‘Omnipresence’: How far has the nanoplastics threat gone?
Contaminants that have emerged as a result of human activity continue to reach even the most remote parts of the world, with scientists recently finding decades old nanoplastics in the north and south pole.
As the world continues to produce, use and dispose of plastics at a growing rate, the danger of plastic pollution is becoming increasingly clear.
Discarded plastics do not disappear. They pollute the environment for years and break down into small particles known as microplastics that range from 5 millimetres to 0.1 micrometres in size, and nanoplastics that are smaller than 0.1 micrometres.
These contaminants have been found to end up in the earth, water, and atmosphere - making their way to our tables and lungs - and travelling around the world.
Of particular concern is “the omnipresence of nanoplastics” in the words of Dusan Materic and colleagues, the researchers behind a recent study that traced nanoplastics in ice cores from Greenland and Antarctica.
Nanoplastics, owing to their minuscule size, can become airborne and be carried distances away from their original sources, travelling farther than microplastics to end up in virtually any part of the world.
READ MORE: Clogging waterways, choking animals: Why we need a global plastics treaty
Nanoplastics, owing to their minuscule size, can travel to virtually any part of the world.

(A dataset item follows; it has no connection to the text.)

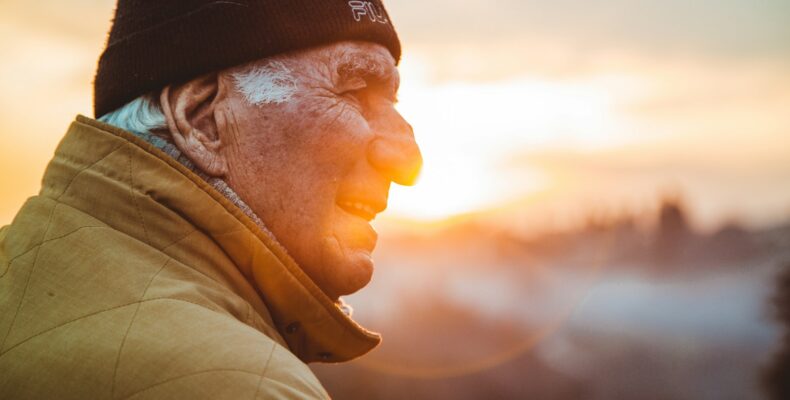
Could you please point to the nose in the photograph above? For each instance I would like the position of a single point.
(395, 153)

What dangers are we facing?
So far, exposure to nanoplastics and microplastics have shown several adverse effects on humans and other organisms, and we still don’t have a sufficient understanding of the damage these particles can cause.
One known fact is that nanoplastics, in positive correlation with their increased mobility, are more toxic compared to microplastics.
Alarmingly, nanoplastics can cross into cells and even infiltrate the blood-brain barrier owing to their size, giving them the potential to cause brain damage.
It has been found that nanoplastics can lead to cell damage and inflammation in humans. Growth impairments, larval deformities and other toxic effects have also been observed in marine organisms.
Minuscule plastic particles also signal adverse effects for the environment when they are carried into the atmosphere. These particles can absorb and scatter radiation, thus leading to direct changes in the Earth’s climate.
Decades old nanoplastics in Earth’s poles
For their study published in January 2022 looking for nanoplastics in remote parts of the world, Materic and colleagues examined water samples from both the north and south poles.
Their samples were from a 14-metre-deep firn core from Greenland, and sea ice core from Antarctica.
A matter of interest is that they were not examining the surface - they were going down to the core - and still found nanoplastics, meaning that the particles got there decades ago.
In the sample from Greenland, the researchers found 13.2 nanograms of nanoplastics per millilitre (ng/mL), while the number was 52.3 ng/mL for the sample from the Antarctic.
The types of nanoplastics the researchers detected consisted of polyethylene (PE), poly-propylene (PP), polyethylene terephthalate (PET), polystyrene (PS), polyvinyl chloride (PVC), and Tire wear.
These were all identified in the Greenland sample, while the Antarctic sample only showed PE, PP and PET particles - all common types of plastic.
PE is found in single-use bags and containers, as well as houseware, pipes, and agricultural foils. PET is used in clothing and plastic bottles. PP, on the other hand, is also used in food and beverage packaging.
In total, the prevailing type of nanoplastics was PE, contributing to 49 percent of the nanoplastics mass in Greenland and over 50 percent of the mass in the Antarctic.
The researchers suggest that these nanoparticles most likely reached their distant locations through complex processes of global plastic circulation that includes re-emission from land and sea surfaces when plastic products are eroded in physical, chemical and biological processes.
It is likely that emitted plastic particles deposited at the sampling locations through atmospheric circulation by becoming airborne, or marine circulation via ocean currents.
These nanoplastics could have come from primary sources - hotspots where the plastic products are produced, used, and disposed of - or secondary sources such as microplastics that were already eroded from these primary sources.
Now that they have been found in the most remote places of the world, it is becoming clear that toxic nanoplastics can be everywhere, and we are not prepared to engage in an effective battle with them.
The threat of nanoplastics is yet another global issue that is in need of major international attention as we have just begun to face the repercussions.